Our article “Refractive datasets as a sensemaking methodology in closed data ecosystems” is already published in Big Data & Society. This is the first paper from a very exciting collaboration with the Search Prompt Integrity & Learning Lab (SPILL), founded by Francesca Tripodi (University of North Carolina at Chapel Hill). The research was led by Anna Beers and conducted with an incredible team: Viviane Ito, Agustin Orozco, Patrick Gildersleve, Francesca Tripodi, and myself.
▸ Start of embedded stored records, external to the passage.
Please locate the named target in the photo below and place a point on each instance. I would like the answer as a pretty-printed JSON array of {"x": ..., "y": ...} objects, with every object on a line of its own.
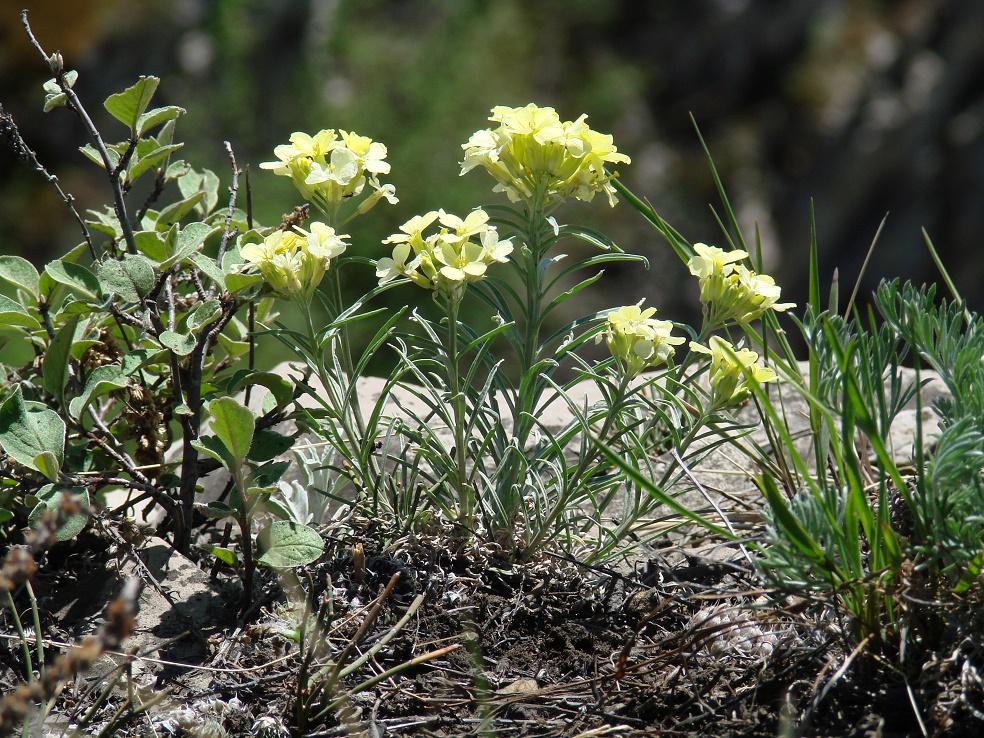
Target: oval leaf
[
  {"x": 21, "y": 273},
  {"x": 75, "y": 277},
  {"x": 285, "y": 544},
  {"x": 28, "y": 430},
  {"x": 234, "y": 424},
  {"x": 101, "y": 381},
  {"x": 50, "y": 498},
  {"x": 131, "y": 278},
  {"x": 129, "y": 105}
]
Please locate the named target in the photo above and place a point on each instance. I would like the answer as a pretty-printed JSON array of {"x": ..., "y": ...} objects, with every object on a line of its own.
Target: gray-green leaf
[
  {"x": 54, "y": 367},
  {"x": 30, "y": 429},
  {"x": 286, "y": 544},
  {"x": 180, "y": 343},
  {"x": 153, "y": 118},
  {"x": 74, "y": 276},
  {"x": 20, "y": 273},
  {"x": 234, "y": 424},
  {"x": 50, "y": 499},
  {"x": 102, "y": 381},
  {"x": 129, "y": 105}
]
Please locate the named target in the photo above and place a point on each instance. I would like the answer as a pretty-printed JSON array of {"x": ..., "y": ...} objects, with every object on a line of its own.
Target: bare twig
[
  {"x": 227, "y": 231},
  {"x": 10, "y": 133},
  {"x": 76, "y": 105}
]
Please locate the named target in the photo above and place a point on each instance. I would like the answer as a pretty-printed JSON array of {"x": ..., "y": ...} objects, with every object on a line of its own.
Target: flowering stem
[
  {"x": 562, "y": 503},
  {"x": 466, "y": 497},
  {"x": 333, "y": 400}
]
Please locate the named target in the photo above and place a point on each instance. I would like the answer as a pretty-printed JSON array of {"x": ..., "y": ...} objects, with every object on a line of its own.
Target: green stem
[
  {"x": 28, "y": 663},
  {"x": 466, "y": 497},
  {"x": 584, "y": 463},
  {"x": 37, "y": 627},
  {"x": 333, "y": 277},
  {"x": 244, "y": 517},
  {"x": 334, "y": 401}
]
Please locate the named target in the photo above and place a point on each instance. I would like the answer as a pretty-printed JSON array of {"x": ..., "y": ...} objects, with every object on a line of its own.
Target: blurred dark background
[{"x": 865, "y": 107}]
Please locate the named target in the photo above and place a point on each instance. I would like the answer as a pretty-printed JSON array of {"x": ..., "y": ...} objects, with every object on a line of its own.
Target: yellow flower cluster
[
  {"x": 537, "y": 158},
  {"x": 733, "y": 372},
  {"x": 293, "y": 262},
  {"x": 446, "y": 261},
  {"x": 331, "y": 166},
  {"x": 730, "y": 290},
  {"x": 637, "y": 340}
]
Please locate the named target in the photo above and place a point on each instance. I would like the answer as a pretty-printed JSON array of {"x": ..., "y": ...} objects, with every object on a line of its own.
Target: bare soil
[{"x": 671, "y": 645}]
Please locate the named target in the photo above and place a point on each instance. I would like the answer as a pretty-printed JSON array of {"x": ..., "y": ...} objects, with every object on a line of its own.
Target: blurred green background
[{"x": 866, "y": 107}]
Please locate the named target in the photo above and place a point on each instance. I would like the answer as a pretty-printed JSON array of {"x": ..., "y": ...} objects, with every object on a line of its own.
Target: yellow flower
[
  {"x": 537, "y": 158},
  {"x": 731, "y": 291},
  {"x": 637, "y": 340},
  {"x": 330, "y": 168},
  {"x": 294, "y": 262},
  {"x": 733, "y": 373},
  {"x": 446, "y": 261}
]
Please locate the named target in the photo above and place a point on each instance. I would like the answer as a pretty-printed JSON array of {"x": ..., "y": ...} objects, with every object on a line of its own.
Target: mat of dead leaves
[{"x": 670, "y": 644}]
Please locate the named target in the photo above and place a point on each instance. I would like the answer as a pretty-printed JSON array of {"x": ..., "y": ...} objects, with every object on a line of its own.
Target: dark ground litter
[{"x": 549, "y": 649}]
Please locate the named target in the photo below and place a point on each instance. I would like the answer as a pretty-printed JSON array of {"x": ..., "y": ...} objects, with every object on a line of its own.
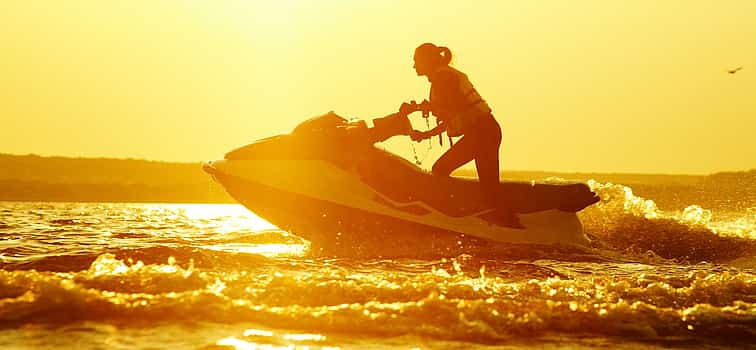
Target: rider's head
[{"x": 429, "y": 58}]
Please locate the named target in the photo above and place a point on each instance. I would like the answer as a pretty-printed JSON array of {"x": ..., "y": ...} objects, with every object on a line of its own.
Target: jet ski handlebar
[{"x": 413, "y": 106}]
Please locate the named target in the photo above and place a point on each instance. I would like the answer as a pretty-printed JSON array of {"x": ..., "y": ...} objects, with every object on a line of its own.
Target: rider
[{"x": 460, "y": 110}]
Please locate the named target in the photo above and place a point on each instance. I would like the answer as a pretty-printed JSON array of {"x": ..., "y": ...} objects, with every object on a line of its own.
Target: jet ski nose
[{"x": 209, "y": 167}]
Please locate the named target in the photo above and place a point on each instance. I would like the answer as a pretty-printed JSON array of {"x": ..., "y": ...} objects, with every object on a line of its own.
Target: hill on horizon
[{"x": 57, "y": 178}]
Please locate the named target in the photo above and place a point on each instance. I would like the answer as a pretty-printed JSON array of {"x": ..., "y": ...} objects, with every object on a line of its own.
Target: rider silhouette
[{"x": 461, "y": 111}]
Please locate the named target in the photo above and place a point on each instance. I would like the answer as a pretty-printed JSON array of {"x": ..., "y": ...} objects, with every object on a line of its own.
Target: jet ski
[{"x": 328, "y": 183}]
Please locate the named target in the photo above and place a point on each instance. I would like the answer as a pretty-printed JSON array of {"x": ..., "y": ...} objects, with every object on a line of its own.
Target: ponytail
[
  {"x": 445, "y": 55},
  {"x": 439, "y": 55}
]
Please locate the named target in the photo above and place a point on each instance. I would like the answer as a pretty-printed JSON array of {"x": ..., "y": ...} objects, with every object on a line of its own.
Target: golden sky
[{"x": 578, "y": 85}]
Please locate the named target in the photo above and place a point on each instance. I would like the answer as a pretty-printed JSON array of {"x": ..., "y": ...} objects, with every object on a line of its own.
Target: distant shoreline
[{"x": 61, "y": 179}]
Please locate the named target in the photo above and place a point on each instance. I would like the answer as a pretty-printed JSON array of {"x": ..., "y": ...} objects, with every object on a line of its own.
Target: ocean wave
[
  {"x": 634, "y": 225},
  {"x": 441, "y": 303}
]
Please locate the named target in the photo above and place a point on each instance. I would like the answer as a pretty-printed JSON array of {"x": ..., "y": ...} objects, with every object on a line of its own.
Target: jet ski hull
[{"x": 337, "y": 212}]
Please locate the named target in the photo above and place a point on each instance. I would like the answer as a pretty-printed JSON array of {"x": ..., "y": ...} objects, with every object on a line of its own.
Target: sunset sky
[{"x": 582, "y": 85}]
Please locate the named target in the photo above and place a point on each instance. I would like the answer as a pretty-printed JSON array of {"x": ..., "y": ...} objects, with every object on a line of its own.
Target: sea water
[{"x": 188, "y": 276}]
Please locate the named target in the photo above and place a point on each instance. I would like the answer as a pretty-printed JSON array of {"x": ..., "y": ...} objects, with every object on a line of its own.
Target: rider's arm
[{"x": 440, "y": 128}]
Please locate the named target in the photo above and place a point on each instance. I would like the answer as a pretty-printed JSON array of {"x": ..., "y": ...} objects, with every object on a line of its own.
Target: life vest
[{"x": 467, "y": 113}]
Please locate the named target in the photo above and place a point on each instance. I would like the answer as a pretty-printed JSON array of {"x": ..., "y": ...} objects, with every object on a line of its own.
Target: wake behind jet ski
[{"x": 327, "y": 182}]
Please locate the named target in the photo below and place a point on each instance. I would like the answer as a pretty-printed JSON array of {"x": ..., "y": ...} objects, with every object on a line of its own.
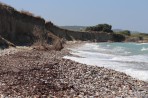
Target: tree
[{"x": 100, "y": 27}]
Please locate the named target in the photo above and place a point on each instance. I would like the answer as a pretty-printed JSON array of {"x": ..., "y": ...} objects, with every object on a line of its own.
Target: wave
[{"x": 114, "y": 56}]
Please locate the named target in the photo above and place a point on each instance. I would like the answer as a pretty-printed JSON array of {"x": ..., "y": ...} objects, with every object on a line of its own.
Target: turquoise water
[{"x": 131, "y": 58}]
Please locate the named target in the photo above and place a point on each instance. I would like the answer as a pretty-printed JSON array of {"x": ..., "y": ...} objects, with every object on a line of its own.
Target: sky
[{"x": 121, "y": 14}]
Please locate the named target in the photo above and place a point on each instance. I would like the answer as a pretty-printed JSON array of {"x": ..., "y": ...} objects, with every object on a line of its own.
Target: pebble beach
[{"x": 45, "y": 74}]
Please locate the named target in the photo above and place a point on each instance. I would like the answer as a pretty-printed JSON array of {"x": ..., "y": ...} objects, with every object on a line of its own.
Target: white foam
[
  {"x": 144, "y": 49},
  {"x": 133, "y": 65}
]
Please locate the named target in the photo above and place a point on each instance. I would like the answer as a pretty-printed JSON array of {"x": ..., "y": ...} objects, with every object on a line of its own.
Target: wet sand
[{"x": 42, "y": 74}]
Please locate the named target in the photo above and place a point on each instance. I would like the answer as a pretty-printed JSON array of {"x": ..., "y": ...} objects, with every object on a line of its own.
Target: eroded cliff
[{"x": 25, "y": 29}]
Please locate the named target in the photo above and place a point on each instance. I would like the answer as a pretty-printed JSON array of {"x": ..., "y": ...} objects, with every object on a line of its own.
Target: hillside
[{"x": 74, "y": 28}]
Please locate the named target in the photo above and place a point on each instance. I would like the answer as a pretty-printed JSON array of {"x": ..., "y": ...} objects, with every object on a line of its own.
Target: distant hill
[
  {"x": 119, "y": 30},
  {"x": 74, "y": 28}
]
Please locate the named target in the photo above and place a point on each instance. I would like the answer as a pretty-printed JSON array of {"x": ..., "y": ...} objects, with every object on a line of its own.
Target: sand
[{"x": 42, "y": 74}]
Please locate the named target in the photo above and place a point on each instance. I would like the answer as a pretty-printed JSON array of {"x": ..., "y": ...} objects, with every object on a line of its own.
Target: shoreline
[{"x": 45, "y": 73}]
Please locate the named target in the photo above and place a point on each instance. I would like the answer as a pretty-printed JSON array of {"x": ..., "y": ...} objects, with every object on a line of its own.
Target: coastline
[{"x": 46, "y": 74}]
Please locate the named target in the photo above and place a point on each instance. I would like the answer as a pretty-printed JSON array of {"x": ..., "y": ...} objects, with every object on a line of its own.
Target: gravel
[{"x": 45, "y": 74}]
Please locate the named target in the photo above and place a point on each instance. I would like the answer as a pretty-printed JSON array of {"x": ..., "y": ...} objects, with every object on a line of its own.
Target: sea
[{"x": 130, "y": 58}]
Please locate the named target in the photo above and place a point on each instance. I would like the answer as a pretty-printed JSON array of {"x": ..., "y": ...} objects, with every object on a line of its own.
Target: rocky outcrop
[
  {"x": 5, "y": 44},
  {"x": 23, "y": 28},
  {"x": 77, "y": 35},
  {"x": 20, "y": 28}
]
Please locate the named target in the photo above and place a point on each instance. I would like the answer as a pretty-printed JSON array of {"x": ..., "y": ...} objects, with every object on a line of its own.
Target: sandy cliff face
[
  {"x": 76, "y": 35},
  {"x": 26, "y": 29},
  {"x": 20, "y": 28}
]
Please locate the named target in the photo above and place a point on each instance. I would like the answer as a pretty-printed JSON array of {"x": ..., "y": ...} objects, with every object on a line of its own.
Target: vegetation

In particular, we demonstrate how platforms such as Wikipedia and Google Trends can be leveraged to generate refractive datasets, offering new ways to understand the dynamics of closed data platforms.

Abstract:
As digital platforms restrict their APIs, researchers face diminishing options for studying social phenomena in digital environments. During what has been called the post-API era, researchers have found themselves looking for reliable data sources in an unreliable and frequently changing platform data ecosystem. In this context, we propose analyzing refractive datasets as a methodology for researchers to understand the dynamics of closed data platforms. Refractive datasets come from platforms with relatively more open data policies, and their analysis sheds light on platforms with more restrictive data policies. Like a prism, refractive datasets reflect but also transform data-based phenomena unfolding on closed platforms. Using refractive datasets from Wikipedia and Google Trends, we present three studies to demonstrate our methodology. We first show how refractive data from Wikipedia’s multiple language editions can be used to understand a fractured global platform ecosystem in a case study of hydroxychloroquine, a purported COVID-19 medicine. Second, we use Google Trends to show how similar refractive analyses can be used to understand information lost to platform deletion, in a profile of an online panic over the drug brand Galaxy Gas. Finally, we show how Wikipedia data can be used as a grounding point for a refractive analysis of how new generative algorithms reproduce and distort data across the social web. We discuss how refractive datasets can be a way for researchers to “sensemake” in increasingly opaque big data environments, enabling interpretivist analyses which aim to generate new hypotheses rather than verify existing claims.